Designing the production rules for an expert system towards valuation liquidity and solvency risk.
Liquidity ratios analyze the company's capacity to pay off its short-term debt obligations, whereas solvency ratios examine the company's ability to meet its long-term liabilities. However, banks are particularly concerned about the liquidity and solvency of a corporation rather than just the collateral securitizing the loan. One of the artificial intelligent tools which have been most widely employed for applications out of various industrial sectors is expert systems. An expert system provides support towards removing limitations on information that only the experts in the specific field could provide. The knowledge is represented as a set of rules called productions. A suitable set of rules can be used to form the basis of a production system which is one of the main methods of implementing expert systems. Current paper aims at designing the production rules for an expert system in order to assist risk managers towards valuation liquidity and solvency risk. Likewise, several tools for building the suggested expert system are proposed.
Keywords: Expert system, Production Rules, Shell, Liquidity Risk, Solvency Risk
The duration and asperity of the liquidity break-up over the recent financial crisis of 2007-2009 has prompted regulators to emphasize the importance of sound liquidity risk management. In 2013, The Basel Committee on Banking Supervision has developed the liquidity coverage ratio to promote the short-term resilience of the liquidity risk profile of banks by ensuring that they have sufficient high quality liquid assets to survive a significant stress scenario lasting 30 calendar days. Liquidity and solvency are dashboard clues as regards the firm financial health. As such, liquidity and capital solvency are completely connected and cannot be evaluated and managed separately. In fact, liquidity measures the ability of a firm to pay its short-term obligations, whilst solvency reveals the capacity to cover debt obligations in the long run. Besides, solvency is vital for remaining in business, but a corporation also needs liquidity to flourish. However, an insolvent firm must enter bankruptcy, as well as a company without liquidity can also be constrained to enter bankruptcy even if it is solvent.

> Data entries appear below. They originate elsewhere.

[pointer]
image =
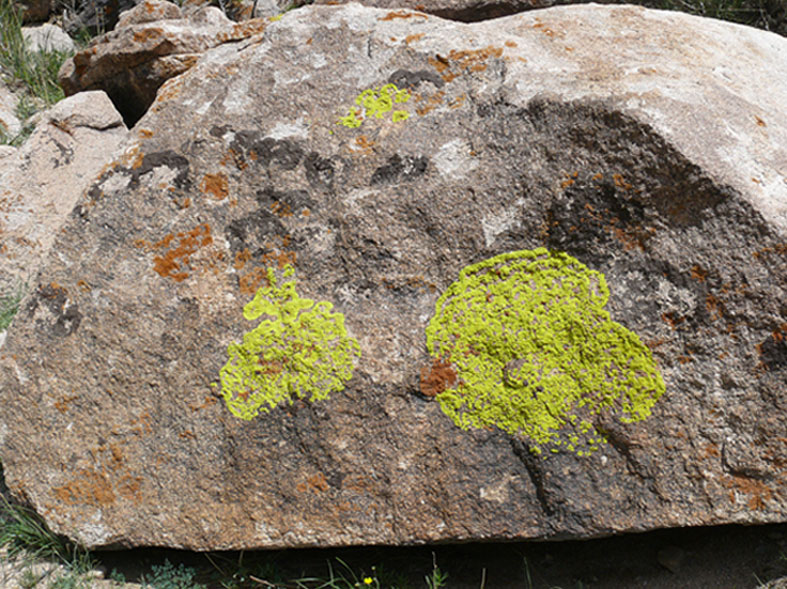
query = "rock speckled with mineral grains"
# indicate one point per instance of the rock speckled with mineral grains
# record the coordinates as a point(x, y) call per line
point(322, 185)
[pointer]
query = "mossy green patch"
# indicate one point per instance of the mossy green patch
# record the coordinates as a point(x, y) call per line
point(376, 102)
point(536, 354)
point(299, 350)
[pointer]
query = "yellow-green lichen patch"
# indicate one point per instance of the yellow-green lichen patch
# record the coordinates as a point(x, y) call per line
point(299, 350)
point(536, 354)
point(376, 102)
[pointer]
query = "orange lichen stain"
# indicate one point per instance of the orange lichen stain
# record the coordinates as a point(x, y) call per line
point(62, 404)
point(620, 182)
point(457, 103)
point(473, 60)
point(551, 33)
point(216, 185)
point(146, 35)
point(129, 488)
point(281, 259)
point(250, 282)
point(175, 262)
point(758, 493)
point(90, 488)
point(206, 402)
point(672, 320)
point(142, 424)
point(437, 377)
point(402, 14)
point(697, 273)
point(710, 450)
point(315, 483)
point(241, 258)
point(431, 103)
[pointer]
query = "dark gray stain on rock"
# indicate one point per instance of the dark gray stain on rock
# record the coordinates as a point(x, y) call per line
point(265, 151)
point(400, 169)
point(773, 351)
point(319, 170)
point(286, 202)
point(252, 230)
point(411, 80)
point(55, 298)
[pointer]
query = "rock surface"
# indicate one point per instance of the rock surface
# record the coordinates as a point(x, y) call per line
point(9, 122)
point(41, 181)
point(463, 10)
point(286, 222)
point(47, 37)
point(152, 43)
point(34, 10)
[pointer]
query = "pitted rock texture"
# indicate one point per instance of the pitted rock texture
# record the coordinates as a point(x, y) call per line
point(153, 42)
point(41, 181)
point(639, 143)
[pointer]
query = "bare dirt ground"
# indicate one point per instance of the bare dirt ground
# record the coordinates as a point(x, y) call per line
point(724, 557)
point(700, 558)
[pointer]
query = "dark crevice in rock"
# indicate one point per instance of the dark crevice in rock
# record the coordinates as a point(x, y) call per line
point(535, 472)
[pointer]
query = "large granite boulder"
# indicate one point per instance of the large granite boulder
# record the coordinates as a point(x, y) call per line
point(41, 181)
point(374, 277)
point(153, 42)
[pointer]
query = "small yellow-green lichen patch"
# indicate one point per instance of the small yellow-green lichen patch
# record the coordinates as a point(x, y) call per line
point(299, 350)
point(376, 102)
point(536, 354)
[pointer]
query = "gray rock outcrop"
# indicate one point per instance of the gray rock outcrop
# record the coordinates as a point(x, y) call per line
point(9, 122)
point(375, 277)
point(47, 37)
point(152, 43)
point(41, 181)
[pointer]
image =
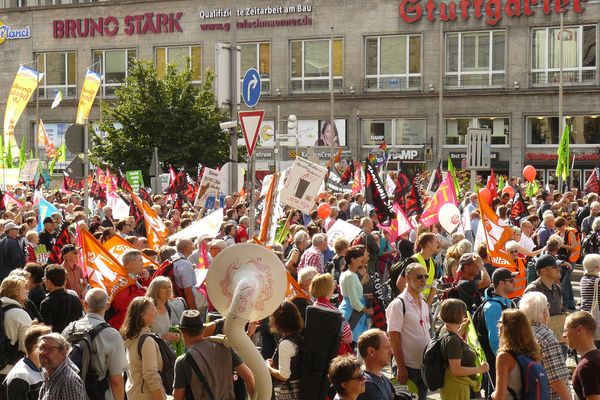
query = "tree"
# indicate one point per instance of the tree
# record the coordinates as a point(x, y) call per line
point(171, 113)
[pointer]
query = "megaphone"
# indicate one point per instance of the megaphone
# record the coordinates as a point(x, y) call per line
point(247, 282)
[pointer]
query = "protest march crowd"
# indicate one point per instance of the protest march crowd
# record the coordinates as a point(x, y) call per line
point(394, 290)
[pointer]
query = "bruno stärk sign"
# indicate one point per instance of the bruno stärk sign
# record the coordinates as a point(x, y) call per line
point(140, 24)
point(492, 10)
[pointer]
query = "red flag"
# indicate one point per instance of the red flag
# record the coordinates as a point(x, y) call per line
point(492, 185)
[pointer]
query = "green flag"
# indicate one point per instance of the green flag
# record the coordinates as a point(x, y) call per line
point(452, 173)
point(562, 167)
point(62, 153)
point(22, 155)
point(8, 163)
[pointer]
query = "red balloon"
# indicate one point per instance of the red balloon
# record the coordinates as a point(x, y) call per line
point(324, 210)
point(529, 172)
point(509, 190)
point(485, 195)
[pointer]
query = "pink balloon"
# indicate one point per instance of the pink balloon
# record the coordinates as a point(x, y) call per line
point(324, 210)
point(529, 173)
point(509, 190)
point(485, 195)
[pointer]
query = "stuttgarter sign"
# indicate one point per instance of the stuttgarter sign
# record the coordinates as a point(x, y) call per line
point(412, 11)
point(9, 33)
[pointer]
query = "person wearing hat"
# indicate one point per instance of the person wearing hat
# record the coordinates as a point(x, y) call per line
point(11, 254)
point(495, 301)
point(75, 279)
point(213, 361)
point(548, 270)
point(48, 236)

Within computer science, the artificial intelligence (hereinafter 'AI') depicts the area which aims at explaining and simulating by the means of mechanical or computational processes several aspects of human intelligence. As forms of intelligence we emphasize the capacity to interact with the environment through sensory means and the ability to make decisions in unexpected situations without human intervention. However, AI was developed as an attempt to answer the basic questions about human existence trying to understand the nature of intelligence. Subsequently, AI has evolved into a scientific and technological field influencing many aspects of commerce and society. In fact, defining fields of research towards AI covers game playing, the understanding and synthesis of natural language, computer vision, problem solving, learning, as well as robotics. Alan Turing proposed in 1936 the Turing Machine that could be used to perform a finite mathematical operation, being the mathematical tool equivalent to a digital computer. Further, there was suggested the Universal Turing Machine that could be used to perform literally any finite mathematical operation.
Likewise, Hans Moravec introduced the idea of a Universal Robot that could be used to perform any humanly performable task. Accordingly, by 2040 robots will become as smart as people are, moreover replacing humans as the dominant form of life on Earth. There were revealed the following generations: first-generation universal robots: 2010 - 3,000 microprocessor without interlocked pipeline stages (hereinafter 'MIPS') showing a lizard-scale intelligence; second-generation universal robots: 2020 - 100,000 MIPS showing a mouse-scale intelligence; third-generation universal robots: 2030 - 3,000,000 MIPS showing a monkey-scale intelligence; fourth-generation universal robots: 2040 - 100,000,000 MIPS showing a human-scale intelligence. Moreover, Ray Kurzweil, considered by many to be the world's leading expert on AI, said that by 2029 computers will be more intelligent than humankind and will be able to learn from experience, crack jokes, tell stories, and even flirt. Chess programming emphasizes a challenging way to employ the techniques related to AI. For instance, Deep Blue was a chess-playing computer designed by IBM that defeated the world champion Garry Kasparov in 1997.
Besides, expert systems (hereinafter 'ES') are part of computer applications known as AI. An ES is a software system that reproduces the reasoning results of human experts (hereinafter 'HE') in a well defined area, having the purpose to bring counsel towards problems in the field comparable to the advice that a HE would deduce for those same problems (Holsapple et al., 1988). In other words, the expertise is transferred from a human to a computer, thus the knowledge being then stored in the computer and users call upon the computer for specific advice as required. In fact, an ES describes an AI application that uses a knowledge base of human expertise to support towards solving problems. The computer emphasizes the ability to make inferences and give off a particular summary. ES provide powerful and flexible paths towards gathering solutions to a variety of problems that often cannot be dealt with by other more traditional and conventional methods. Consequently, their use is proliferating within several sectors of our social and technological life, where their implementation is proving to be critical in the process of decision support and problem solving.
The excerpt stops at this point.